In the process of FIG. 12, an intermediate gap size G was sought between two values at which the CD bias microloading was, respectively, positive and negative. In accordance with another embodiment, the process of FIG. 12 is modified to determine two values of the gap G at which the measured CD is less than and greater than, respectively, a desired CD value. In this embodiment, the measurement steps of blocks 220 and 230 are modified to measure CD rather than CD bias. The two gap sizes identified in this modified version of blocks 220 and 230 are ones at which the CD is, respectively, less than and greater than a desired CD value. The intermediate value to which the gap is set for etching the production wafer is one at which the CD is closer to (or equals) the desired CD value.
In yet another modification of the process of FIG. 12, only the CD bias is measured (e.g., in block 220), and the gap G is adjusted to minimize the CD bias below a predetermined threshold.

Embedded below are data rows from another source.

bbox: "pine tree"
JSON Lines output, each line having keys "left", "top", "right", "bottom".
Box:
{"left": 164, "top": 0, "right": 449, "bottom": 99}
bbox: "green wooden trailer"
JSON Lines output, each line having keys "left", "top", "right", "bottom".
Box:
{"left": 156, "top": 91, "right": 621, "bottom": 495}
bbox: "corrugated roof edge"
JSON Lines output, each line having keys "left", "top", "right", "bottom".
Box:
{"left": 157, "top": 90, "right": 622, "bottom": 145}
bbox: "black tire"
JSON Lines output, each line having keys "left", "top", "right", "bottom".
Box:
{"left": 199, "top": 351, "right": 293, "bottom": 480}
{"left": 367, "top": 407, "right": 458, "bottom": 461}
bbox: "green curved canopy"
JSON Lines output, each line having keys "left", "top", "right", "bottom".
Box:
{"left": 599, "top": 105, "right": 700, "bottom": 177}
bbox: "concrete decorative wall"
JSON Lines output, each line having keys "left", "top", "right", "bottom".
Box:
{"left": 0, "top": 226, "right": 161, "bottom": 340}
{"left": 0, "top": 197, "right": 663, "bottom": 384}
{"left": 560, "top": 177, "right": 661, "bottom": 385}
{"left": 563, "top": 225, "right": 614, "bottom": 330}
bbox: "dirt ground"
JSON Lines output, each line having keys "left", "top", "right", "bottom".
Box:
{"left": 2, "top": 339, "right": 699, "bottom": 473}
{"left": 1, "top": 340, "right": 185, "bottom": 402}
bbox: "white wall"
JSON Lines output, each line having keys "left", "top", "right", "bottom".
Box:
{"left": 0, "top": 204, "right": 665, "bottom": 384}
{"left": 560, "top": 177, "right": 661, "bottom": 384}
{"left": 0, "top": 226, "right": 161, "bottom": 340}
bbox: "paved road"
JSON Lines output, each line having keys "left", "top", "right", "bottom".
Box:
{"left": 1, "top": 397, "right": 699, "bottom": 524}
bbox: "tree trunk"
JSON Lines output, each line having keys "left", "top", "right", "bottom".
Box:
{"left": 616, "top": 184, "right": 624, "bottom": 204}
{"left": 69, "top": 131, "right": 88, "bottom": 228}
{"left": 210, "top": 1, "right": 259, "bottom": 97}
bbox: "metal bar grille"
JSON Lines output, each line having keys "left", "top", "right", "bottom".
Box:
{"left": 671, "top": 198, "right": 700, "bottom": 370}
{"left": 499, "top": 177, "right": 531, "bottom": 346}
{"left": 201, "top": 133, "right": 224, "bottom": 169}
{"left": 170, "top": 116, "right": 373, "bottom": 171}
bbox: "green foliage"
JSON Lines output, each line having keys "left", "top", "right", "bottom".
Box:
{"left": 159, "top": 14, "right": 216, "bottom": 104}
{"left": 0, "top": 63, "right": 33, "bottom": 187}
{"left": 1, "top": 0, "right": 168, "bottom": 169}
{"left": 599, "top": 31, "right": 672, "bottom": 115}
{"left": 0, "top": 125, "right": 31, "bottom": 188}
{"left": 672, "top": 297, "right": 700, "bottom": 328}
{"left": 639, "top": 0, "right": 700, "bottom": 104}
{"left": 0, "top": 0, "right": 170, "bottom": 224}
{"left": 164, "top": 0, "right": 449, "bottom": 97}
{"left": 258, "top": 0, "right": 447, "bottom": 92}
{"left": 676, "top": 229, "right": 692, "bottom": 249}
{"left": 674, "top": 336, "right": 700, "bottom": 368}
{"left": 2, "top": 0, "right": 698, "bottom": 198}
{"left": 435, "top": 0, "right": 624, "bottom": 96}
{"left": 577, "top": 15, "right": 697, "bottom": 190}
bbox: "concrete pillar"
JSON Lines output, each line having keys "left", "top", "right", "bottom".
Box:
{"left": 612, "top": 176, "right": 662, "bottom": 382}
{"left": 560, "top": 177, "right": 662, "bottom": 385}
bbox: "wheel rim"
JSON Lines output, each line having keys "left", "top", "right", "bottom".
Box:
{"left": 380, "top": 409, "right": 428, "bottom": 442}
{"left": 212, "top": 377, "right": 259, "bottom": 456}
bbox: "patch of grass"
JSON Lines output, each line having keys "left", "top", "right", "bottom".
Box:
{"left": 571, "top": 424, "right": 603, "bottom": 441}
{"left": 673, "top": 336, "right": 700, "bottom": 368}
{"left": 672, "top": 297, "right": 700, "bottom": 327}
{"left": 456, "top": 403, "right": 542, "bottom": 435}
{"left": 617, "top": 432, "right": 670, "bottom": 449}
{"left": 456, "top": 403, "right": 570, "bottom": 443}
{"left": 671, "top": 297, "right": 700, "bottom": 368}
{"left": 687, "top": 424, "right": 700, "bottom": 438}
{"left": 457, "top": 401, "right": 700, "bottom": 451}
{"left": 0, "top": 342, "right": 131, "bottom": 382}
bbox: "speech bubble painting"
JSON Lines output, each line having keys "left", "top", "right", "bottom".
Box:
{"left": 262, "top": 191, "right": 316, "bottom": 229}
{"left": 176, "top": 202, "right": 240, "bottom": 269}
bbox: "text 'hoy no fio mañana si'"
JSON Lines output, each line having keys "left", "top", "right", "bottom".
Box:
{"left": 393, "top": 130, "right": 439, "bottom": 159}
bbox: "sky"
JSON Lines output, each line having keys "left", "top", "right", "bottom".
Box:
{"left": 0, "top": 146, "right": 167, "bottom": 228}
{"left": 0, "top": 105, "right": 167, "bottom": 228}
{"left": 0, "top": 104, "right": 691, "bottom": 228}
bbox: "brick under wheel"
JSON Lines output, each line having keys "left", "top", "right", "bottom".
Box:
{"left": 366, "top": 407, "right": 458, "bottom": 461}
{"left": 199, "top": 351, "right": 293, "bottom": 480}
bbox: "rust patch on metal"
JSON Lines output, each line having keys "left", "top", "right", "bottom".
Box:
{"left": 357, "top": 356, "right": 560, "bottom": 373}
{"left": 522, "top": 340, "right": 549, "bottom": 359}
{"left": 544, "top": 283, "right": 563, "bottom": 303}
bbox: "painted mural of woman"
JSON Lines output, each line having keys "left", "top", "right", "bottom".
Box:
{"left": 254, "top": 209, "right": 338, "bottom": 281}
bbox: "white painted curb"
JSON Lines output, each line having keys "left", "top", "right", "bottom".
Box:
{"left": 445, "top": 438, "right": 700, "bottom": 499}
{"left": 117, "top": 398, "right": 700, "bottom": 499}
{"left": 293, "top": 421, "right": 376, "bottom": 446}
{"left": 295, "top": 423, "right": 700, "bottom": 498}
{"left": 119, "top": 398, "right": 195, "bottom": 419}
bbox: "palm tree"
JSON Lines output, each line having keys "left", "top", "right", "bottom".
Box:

In summary, the variable height pedestal 108 may be used to adjust the wafer-to-ceiling gap G to control the overall CD of an etched feature without requiring a change of any other process parameters such as chamber pressure, gas flow rates, RF source power level or RF bias power level. The variable height pedestal 108 may be used to adjust the CD bias of an etched feature, e.g., the difference between the CD of the mask prior to the etch step and the bottom CD of the etched feature at the conclusion of the etch step. Finally, the variable height pedestal 108 may be used to adjust the CD bias microloading, e.g., the difference between the CD bias in areas on the wafer of dense structural features and the CD bias in areas on the wafer of isolated structural features. A required result in CD, CD bias or CD bias microloading may be obtained using the variable gap feature, while the other process parameters (pressure, flow rate, RF power levels) may be varied as desired to satisfy other process requirements (e.g., etch rate, ion energy level, etc.). As a result, the overall process window or allowable range of process parameter values is greatly increased.
While the foregoing is directed to embodiments of the invention, other and further embodiments of the invention may be devised without departing from the basic scope thereof, and the scope thereof is determined by the claims that follow.